Que l’on ait choisi de concentrer l’analyse sur la prose narrative n’est pas sans conséquence sur les conclusions auxquelles on aboutit. On conviendra cependant que c’est bien dans ce genre vaste et actuellement hégémonique, incluant romans et récits, que se spécialisent la plupart des maisons d’édition créées depuis les quinze dernières années[2], tandis que l’édition de poésie, malgré l’ouverture de nouvelles collections, à l’Hexagone par exemple, tout comme aussi celle d’essais demeurent relativement stables par rapport aux années 1980. De même que nous avons retenu un genre en particulier, nous avons concentré sur deux questions, l’identitaire et la langue, l’analyse d’un changement potentiel que d’autres angles de vue auraient sans doute également permis d’éclairer. Reste que, si tel est bien ce à quoi nous assistons, le détrônement de la fable identitaire et la fin de la « surconscience linguistique » engageraient des transformations particulièrement significatives du corpus québécois.
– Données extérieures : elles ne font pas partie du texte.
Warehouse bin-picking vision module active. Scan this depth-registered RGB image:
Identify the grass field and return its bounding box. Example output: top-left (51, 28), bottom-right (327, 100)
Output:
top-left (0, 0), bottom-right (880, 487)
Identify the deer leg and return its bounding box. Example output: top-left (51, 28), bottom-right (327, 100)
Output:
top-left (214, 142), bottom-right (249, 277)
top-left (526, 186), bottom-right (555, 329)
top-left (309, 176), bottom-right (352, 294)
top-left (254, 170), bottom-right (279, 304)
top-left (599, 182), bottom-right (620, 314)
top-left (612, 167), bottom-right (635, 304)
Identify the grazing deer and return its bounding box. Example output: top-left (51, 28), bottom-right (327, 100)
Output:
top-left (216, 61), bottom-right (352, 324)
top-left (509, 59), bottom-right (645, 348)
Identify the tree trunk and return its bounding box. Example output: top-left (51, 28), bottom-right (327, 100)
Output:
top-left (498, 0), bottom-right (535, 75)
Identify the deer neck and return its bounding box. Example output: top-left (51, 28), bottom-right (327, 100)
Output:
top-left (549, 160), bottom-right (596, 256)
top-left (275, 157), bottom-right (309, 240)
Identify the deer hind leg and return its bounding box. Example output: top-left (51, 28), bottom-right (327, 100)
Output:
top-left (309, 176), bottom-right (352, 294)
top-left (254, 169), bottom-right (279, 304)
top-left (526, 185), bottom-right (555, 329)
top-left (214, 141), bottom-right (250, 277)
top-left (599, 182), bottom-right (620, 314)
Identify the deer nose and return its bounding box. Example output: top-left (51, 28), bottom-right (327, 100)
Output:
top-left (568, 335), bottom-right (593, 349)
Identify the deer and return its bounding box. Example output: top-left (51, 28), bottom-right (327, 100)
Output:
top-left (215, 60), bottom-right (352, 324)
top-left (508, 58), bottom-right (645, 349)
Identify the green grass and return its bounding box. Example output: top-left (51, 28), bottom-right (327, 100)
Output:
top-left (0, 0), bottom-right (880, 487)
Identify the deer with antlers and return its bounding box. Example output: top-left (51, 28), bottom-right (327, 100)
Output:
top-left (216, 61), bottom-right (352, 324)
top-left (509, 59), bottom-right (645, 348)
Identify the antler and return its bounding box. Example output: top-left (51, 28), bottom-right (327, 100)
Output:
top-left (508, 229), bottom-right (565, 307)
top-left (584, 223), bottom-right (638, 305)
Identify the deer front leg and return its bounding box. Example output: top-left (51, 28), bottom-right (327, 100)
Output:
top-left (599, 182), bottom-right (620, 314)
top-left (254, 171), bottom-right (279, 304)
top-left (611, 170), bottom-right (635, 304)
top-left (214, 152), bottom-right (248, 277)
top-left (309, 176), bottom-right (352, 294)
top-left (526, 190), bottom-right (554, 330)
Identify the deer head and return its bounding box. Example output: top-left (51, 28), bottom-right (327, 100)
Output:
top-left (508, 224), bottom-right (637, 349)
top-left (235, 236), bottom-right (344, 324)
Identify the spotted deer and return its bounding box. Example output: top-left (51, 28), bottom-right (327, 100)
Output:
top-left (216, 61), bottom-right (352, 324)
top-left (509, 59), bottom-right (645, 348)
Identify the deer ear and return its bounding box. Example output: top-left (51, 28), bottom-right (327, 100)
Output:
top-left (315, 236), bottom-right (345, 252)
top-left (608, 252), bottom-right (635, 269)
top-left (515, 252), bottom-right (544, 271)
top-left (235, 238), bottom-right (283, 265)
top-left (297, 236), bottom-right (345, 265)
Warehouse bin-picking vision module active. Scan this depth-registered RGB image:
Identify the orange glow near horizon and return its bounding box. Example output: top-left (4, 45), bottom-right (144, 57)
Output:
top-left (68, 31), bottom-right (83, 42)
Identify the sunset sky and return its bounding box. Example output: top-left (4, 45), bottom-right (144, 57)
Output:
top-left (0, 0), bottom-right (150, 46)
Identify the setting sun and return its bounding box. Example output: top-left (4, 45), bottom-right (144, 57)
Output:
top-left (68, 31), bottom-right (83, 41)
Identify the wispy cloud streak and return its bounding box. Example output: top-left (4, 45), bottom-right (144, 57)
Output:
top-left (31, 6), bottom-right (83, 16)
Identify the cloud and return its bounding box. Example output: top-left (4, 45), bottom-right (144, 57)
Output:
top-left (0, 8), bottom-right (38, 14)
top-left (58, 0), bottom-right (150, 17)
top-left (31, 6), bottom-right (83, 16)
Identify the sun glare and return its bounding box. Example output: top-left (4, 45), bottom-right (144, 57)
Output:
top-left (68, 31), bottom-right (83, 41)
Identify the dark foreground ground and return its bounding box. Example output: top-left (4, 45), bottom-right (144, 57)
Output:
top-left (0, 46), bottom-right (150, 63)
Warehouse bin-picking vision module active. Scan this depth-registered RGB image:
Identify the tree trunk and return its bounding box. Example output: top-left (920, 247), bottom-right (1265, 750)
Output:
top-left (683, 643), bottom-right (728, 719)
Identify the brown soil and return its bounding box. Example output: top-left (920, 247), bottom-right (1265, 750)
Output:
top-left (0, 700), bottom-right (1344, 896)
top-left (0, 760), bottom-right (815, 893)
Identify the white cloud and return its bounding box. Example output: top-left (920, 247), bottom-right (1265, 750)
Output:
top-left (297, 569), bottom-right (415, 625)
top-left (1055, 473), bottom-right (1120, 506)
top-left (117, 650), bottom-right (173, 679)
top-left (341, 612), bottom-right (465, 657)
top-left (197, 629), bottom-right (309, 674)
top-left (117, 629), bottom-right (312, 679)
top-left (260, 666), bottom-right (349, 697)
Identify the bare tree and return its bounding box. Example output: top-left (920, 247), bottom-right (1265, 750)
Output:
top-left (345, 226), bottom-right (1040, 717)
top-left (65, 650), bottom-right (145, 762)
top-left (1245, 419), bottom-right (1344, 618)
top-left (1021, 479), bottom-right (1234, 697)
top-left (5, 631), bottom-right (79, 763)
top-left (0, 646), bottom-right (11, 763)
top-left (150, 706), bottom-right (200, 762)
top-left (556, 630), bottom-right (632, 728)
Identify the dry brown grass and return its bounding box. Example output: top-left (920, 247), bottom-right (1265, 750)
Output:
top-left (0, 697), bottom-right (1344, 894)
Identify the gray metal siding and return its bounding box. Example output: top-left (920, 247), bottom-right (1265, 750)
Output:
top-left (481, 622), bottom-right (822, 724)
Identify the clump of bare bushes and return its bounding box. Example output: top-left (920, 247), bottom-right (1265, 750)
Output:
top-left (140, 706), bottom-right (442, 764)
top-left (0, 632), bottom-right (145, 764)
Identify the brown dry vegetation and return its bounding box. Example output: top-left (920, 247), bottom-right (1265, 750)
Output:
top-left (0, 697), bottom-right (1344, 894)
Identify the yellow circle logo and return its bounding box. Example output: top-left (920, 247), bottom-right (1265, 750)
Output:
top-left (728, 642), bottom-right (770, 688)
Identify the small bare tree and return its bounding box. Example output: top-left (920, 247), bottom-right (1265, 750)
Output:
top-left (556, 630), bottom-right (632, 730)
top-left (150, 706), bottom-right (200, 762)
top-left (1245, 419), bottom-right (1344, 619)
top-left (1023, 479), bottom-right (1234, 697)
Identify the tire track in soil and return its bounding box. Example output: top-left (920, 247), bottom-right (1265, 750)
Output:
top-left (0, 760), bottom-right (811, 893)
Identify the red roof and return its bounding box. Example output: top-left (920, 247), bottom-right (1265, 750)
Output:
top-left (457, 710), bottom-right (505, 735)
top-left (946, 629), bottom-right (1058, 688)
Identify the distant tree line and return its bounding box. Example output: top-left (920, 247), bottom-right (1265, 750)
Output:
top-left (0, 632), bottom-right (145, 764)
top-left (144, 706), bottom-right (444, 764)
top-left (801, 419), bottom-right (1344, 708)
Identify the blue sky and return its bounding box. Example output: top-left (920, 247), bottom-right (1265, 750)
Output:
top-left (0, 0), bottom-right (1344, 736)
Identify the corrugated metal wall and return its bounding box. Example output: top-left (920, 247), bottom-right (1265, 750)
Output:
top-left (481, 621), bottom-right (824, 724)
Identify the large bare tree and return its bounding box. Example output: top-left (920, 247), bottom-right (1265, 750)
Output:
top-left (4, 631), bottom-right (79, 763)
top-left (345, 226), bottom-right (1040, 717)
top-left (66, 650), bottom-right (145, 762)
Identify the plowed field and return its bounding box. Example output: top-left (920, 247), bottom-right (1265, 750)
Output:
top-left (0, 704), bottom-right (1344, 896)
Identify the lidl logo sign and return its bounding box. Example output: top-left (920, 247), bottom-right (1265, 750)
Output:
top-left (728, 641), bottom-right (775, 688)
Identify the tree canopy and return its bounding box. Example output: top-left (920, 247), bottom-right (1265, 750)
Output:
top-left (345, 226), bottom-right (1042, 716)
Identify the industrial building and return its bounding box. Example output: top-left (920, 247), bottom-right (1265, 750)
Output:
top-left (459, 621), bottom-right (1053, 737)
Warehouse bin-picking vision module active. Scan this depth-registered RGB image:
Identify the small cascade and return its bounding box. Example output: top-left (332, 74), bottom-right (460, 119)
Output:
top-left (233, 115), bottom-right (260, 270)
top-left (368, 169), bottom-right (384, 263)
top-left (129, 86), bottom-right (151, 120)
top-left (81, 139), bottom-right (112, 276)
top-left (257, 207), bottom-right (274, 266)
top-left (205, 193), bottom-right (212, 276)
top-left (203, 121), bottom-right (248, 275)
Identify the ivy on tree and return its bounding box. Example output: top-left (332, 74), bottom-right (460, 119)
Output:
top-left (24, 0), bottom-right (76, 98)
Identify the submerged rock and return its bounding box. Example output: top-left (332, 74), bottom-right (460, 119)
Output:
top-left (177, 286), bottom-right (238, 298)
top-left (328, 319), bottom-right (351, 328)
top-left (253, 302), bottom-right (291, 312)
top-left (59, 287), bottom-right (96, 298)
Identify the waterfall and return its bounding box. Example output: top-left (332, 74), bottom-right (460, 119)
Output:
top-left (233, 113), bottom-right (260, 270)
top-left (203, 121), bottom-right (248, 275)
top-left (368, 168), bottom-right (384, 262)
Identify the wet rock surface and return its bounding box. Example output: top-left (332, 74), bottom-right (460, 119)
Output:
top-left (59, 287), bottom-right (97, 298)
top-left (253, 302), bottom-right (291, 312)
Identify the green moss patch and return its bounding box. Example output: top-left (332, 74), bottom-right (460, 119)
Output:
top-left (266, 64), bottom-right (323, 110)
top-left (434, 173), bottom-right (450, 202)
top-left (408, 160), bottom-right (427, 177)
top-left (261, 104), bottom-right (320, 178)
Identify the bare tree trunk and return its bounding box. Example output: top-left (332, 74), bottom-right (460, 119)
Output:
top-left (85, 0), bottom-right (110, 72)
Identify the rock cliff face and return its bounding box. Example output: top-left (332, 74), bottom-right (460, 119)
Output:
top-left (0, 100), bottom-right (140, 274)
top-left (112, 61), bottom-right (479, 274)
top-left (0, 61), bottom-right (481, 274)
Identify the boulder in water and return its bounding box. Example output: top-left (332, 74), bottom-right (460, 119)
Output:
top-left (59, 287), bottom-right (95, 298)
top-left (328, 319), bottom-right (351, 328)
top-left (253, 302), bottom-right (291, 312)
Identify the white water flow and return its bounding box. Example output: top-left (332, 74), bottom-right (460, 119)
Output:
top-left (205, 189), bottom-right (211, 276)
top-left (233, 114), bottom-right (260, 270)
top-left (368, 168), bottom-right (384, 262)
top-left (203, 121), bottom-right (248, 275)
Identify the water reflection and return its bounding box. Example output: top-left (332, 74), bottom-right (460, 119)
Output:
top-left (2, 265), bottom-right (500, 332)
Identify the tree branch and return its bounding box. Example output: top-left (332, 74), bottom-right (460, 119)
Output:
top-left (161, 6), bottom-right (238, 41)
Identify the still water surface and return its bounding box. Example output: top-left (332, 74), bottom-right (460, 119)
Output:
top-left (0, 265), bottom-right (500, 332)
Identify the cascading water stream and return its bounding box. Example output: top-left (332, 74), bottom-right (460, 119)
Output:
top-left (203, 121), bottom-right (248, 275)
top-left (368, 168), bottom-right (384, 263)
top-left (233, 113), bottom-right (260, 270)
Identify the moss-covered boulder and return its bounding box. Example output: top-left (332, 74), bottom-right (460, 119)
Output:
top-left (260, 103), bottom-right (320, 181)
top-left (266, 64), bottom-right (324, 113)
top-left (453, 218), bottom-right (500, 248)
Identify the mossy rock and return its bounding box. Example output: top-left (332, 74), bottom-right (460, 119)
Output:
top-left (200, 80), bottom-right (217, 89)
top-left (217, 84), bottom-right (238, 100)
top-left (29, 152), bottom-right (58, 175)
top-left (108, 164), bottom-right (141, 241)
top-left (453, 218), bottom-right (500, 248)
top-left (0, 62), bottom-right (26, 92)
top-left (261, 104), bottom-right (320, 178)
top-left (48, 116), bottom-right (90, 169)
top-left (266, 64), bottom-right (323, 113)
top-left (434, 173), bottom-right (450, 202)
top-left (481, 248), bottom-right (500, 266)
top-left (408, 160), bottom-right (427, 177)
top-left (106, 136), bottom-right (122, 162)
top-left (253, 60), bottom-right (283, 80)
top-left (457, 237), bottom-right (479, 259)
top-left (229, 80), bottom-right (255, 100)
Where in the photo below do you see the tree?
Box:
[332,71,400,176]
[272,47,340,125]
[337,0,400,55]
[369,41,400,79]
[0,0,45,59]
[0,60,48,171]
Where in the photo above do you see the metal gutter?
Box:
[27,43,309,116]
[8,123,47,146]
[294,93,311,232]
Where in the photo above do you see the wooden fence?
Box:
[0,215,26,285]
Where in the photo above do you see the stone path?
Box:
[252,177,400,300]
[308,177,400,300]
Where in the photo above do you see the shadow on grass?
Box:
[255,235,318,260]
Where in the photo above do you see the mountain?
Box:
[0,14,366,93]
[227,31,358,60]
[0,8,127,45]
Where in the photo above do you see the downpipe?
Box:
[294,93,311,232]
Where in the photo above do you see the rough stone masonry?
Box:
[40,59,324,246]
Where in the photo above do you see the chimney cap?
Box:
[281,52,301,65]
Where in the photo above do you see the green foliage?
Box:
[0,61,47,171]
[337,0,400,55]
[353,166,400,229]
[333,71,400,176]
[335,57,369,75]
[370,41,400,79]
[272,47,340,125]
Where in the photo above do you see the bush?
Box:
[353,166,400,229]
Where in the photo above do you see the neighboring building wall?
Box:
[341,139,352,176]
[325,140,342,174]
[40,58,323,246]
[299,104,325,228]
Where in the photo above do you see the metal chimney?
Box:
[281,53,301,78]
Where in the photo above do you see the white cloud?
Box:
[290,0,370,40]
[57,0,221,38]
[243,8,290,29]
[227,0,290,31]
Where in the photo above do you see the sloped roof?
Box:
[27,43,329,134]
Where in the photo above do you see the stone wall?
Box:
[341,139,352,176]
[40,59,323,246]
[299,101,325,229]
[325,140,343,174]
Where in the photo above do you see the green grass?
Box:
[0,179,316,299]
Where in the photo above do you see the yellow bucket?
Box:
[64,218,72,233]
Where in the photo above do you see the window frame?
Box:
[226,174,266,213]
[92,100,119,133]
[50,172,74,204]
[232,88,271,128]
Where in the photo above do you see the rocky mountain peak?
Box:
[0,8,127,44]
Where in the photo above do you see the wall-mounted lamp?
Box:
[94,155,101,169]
Le contemporain, en tant que configuration esthétique, a vu son émergence associée au début de la décennie 1980, décennie à la fois « fondatrice » et interprétée comme une fin, celle d’une certaine modernité et de l’affirmation d’une identité nationale. Malgré ce qu’une telle lecture simplifie et escamote[3], les principaux consensus critiques sur la littérature des années 1980 se sont imposés, figés sans doute, et la production littéraire des trente dernières années a beaucoup été lue à travers ce prisme, à la lumière des singularités reconnues aux oeuvres de cette décennie. Or, considérant les changements qu’a connus le champ éditorial autour des années 2000, l’ambition de ce dossier est d’engager une réflexion, moins pour identifier à tout prix un renouveau, que pour tenter de penser la production récente autrement que comme un simple prolongement de celle des années 1980. Le portrait reste partiel, mais il met en lumière, parallèlement à des pratiques éditoriales qui cherchent à affirmer leur originalité, des inflexions jusque-là peu perçues qui sont à l’oeuvre dans les textes littéraires.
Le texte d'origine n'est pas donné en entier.